Let's look closer at EMC first: Using ATA drives and 3:1 disk compression, EMC positions its new Clariion disk library as an alternative to high-end enterprise tape libraries. EMCs disk store up to 58TBytes of usable storage and 174 TBytes using compression. The compression significantly decreases backup times, which have been a major headache. In a Byte and Switch survey of enterprise users last November, 41 percent of respondents said they expect to introduce disk backup to augment their tape infrastructure; and another 16 percent said they expect to replace tape with disk backup systems (see Backup Still a Pain in the Neck). 58 terabytes of usable storage and up to 174 terabytes using compression technology provided by the disk library.

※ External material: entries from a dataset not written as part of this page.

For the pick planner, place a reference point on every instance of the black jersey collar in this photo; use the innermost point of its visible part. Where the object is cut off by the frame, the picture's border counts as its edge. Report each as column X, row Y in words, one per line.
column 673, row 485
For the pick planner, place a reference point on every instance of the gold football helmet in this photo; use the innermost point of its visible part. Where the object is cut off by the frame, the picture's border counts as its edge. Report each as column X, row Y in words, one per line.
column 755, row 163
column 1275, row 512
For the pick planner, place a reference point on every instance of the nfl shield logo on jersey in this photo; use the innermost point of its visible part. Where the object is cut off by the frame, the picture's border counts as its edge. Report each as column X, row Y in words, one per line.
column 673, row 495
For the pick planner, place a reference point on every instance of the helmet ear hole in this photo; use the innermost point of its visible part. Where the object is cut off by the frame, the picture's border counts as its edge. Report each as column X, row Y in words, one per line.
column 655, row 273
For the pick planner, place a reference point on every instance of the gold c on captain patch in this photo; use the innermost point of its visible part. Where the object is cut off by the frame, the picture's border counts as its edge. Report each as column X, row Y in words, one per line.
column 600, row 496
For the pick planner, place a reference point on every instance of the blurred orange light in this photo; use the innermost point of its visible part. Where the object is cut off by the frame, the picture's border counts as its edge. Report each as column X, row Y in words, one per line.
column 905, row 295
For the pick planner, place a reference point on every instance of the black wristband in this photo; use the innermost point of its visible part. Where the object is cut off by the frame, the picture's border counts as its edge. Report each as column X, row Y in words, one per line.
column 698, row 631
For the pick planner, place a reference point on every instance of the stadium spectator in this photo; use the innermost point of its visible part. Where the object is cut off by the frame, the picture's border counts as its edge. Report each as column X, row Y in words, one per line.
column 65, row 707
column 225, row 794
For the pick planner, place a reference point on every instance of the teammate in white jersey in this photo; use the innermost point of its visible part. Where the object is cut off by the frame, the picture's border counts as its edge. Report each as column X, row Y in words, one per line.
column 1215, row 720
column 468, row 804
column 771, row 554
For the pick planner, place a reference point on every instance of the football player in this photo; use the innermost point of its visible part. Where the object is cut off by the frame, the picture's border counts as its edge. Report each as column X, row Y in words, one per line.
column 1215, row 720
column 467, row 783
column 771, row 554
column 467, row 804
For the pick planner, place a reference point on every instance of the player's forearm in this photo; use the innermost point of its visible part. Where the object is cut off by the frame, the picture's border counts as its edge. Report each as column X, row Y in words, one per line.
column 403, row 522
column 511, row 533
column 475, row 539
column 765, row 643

Disk backup solutions are offered by a slew of companies: Alacritus Software Inc., Diligent Technologies Corp., MaXXan Systems Inc., Neartek Inc., and Sepaton Inc.

all have virtual tape hardware or software; and even tape vendors Advanced Digital Information Corp. (Nasdaq: ADIC), Quantum Corp. (NYSE: DSS), and Storage Technology Corp. (StorageTek) (NYSE: STK)offer disk-to-disk-to-tape backup systems. The difference in the Clariion product is that it looks like a tape library to the network and doesn’t require extra software or configuration changes.“All drives will look like tape drives on the disk library,” Yankee Group senior analyst Stephanie Balaouras says. “You don’t have to buy disk options. Processes like LUN management and file management are preconfigured.”

EMC VP of storage platforms marketing Chuck Hollis claims the Clariion library will spawn a new category of disk library systems by the end of the year. “This is a billion dollar-plus market,” he says, “and we think we have a six- to nine-month advantage.”

EMC could have one challenger sooner than that. Startup Copan Systems Inc. is set to offer an appliance it claims performs disk backup at tape prices (see Copan Takes Aim at Tape).

The market will take time to develop, especially in the enterprise, where EMC aims its disk library. Not even Hollis expects businesses to immediately rip out their tape libraries to put in more expensive disk libraries that use more costly media for backup.

A Clariion disk library costs $450,000 for 32 TBytes -- about 40 percent more than competing tape libraries. EMC will try to get enterprises with multiple tape libraries to replace one at a time with the disk library. The disk library can connect to standard tape libraries to become one of several libraries on the SAN.“We’re not positioning this as cheaper than tape,” Hollis says. “Tape is pretty cheap stuff. I don’t think it will ever be cheaper than tape. Disk libraries are more expensive, but they do more.” EMC’s disk library will be available next week.

HP’s drives provide a Fibre Channel connection to ATA drives -- in effect, an option to high-cost Fibre Channel drives and low-cost Serial ATA (SATA). HP says the drives will cost about half as much as traditional Fibre Channel drives and not much more than SATA because the FATA drive slides into HP’s Enterprise Virtual Array (EVA) SAN systems. Customers don’t have to buy a new shelf, as they would to install SATA drives.

If used with a dual-port 2-Gbit/s Fibre Channel interface, FATA drives can hold 250 Gbytes of storage. HP expects to make the new drives available in July.

You have to wonder if HP’s not too late with the new drive technology. Do customers really want another disk option?

HP says the FATA drives are meant for SANs where bulk storage and lower price per gigabyte are more important than access time. But that’s the same market SATA is aimed at -- and SATA offers more than just reduced disk prices. SATA drives and the emerging iSCSI interface are part of the IP SAN structure that many see as long-term alternative to Fibre Channel. So why would they embrace a new Fibre Channel technology?“By introducing low-cost disk we believe disk arrays will be used in new ways,” HP’s online storage marketing director Kyle Fitze says. “We see it used as a new tier -- near online storage.”